A second blaze sprang up in the fireplace.
“What were you looking for in that room?” Malone asked Editha Venning. “Not that it matters now.”
“I knew Michael—Gerald—had murdered his brothers. I figured he must have gotten back the proof they had of the deception. So when I thought he was going to be away last night, I doped Miss White—Mr. White—and went to search the room. But he suspected something was up, and got there ahead of me.”
“A good thing you did,” Jake said. “He evidently planned to go out to Maple Park and fill in the grave where he’d so conveniently placed Ross McLaurin.
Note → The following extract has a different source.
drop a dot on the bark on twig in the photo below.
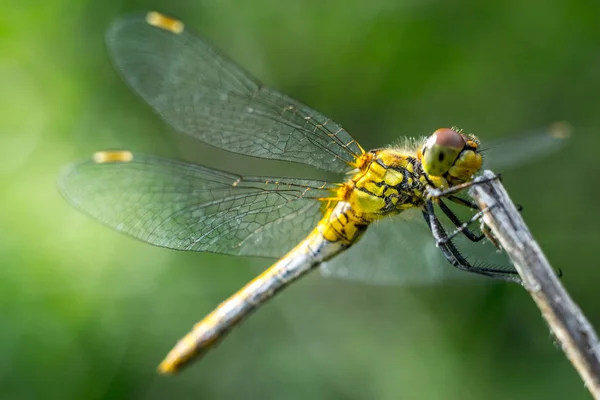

If you hadn’t delayed him, we might have had to shoot it out with him right then and there, and the only weapon we had was a bottle of rye.”
“That reminds me,” Malone said. “Lou White—am I right that Venning engaged him when you got to this country, to keep an eye on you, just in case, without telling him what it was all about?”
Editha Venning nodded. “I don’t know what he told White—but it wasn’t the truth.”
“O.K.,” the lawyer said. “I warned White to tell the police exactly what I told him, and he’s doing it now. I threatened that if he didn’t, I’d tell every private dick in New York that Lou White knew how to knit.”
There was a brief and pleasant confusion around the cocktail table. In the midst of it the maid suddenly appeared and announced, “The hospital just called. Mr. McLaurin is conscious and asking for Miss Allen.”